| Reusing v Applebaum |
| 2026 NY Slip Op 50324(U) [88 Misc 3d 131(A)] |
| Decided on March 17, 2026 |
| Appellate Term, First Department |
| Published by New York State Law Reporting Bureau pursuant to Judiciary Law § 431. |
| This opinion is uncorrected and will not be published in the printed Official Reports. |
Respondent Susannah Applebaum appeals from an order of the Civil Court of the City of New York, New York County (Daniele Chinea, J.), entered September 8, 2025, which granted petitioner's motion to dismiss her affirmative defenses, for summary judgment of possession and for a money judgment in the principal sum of $11,622.24, and denied, as moot, respondent's cross-motion for discovery and to add the building owner as a necessary party, in a holdover summary proceeding.
Per Curiam.
Appeal from order (Daniele Chinea, J.), entered September 8, 2025, deemed an appeal from the ensuing final judgment (same court and Judge), entered on or about September 9, 2025, and so considered (see CPLR 5520 [c]), final judgment affirmed, with $25 costs.
We agree that respondent Applebaum failed to raise any triable issues of fact on her illusory tenancy defense.
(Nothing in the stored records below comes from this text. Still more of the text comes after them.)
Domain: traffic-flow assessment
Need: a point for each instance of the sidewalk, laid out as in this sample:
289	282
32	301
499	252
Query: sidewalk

The record shows, and it is not disputed, that petitioner subleased his stabilized Manhattan apartment to respondent, a family friend, without permission of the nonparty landlord. Respondent was charged the legal rent, which she paid to petitioner; respondent was aware that her "presence in the apartment was in violation" of petitioner's lease with the landlord; respondent and her son used key cards in the name of others to access the building; and petitioner signed renewal leases during the course of the subtenancy.
On these facts, it cannot be inferred that petitioner "improperly profit[ed] by violating the rent regulations ... the hallmark of an illusory tenancy" (Primrose Mgt. Co. v Donahue, 253 AD2d 404, 405 [1998]). Significantly, petitioner did not engage in any profiteering, since it is not disputed that he sublet to respondent at the legal rent (see 333 E. 49th Partners, L.P. v Siebert, 23 Misc 3d 132[A], 2009 NY Slip Op 50680 [App Term, 1st Dept 2009]). It also is not disputed that respondent occupied the apartment and paid petitioner the legal rent for six years, and was then asked to leave in "late 2023," but did not leave. Respondent then met with petitioner in May 2024, at which time petitioner berated her for not leaving. In this context, respondent's [*2]unsubstantiated contention that petitioner enlisted a "mutual friend and acquaintance" to extort $10,000 from her in May 2024, as a condition for extending her time in the apartment, which she did not pay, is insufficient to raise any issue of fact as to whether petitioner profited from the arrangement.
Nor was any issue of fact raised as to whether landlord had any constructive knowledge of the subleasing arrangement (see Primrose v Donahoe, 253 AD2d at 405). Respondent knew the subleasing agreement was unauthorized, she paid rent directly to petitioner, who then paid landlord, she never notified landlord that petitioner vacated and that she was occupying the apartment, and she and her son used other people's key card to enter the building (see Square Block Assoc., Inc. v Fernandez, 29 Misc 3d 138[A], 2010 NY Slip Op 52040[U] [App Term, 1st Dept 2010]). Respondent's text messages to landlord requesting repairs did not identify her by name and are insufficient to raise any issue of fact concerning landlord's knowledge of the subleasing arrangement.
We have considered respondent's remaining contentions and find them unavailing.
THIS CONSTITUTES THE DECISION AND ORDER OF THE COURT.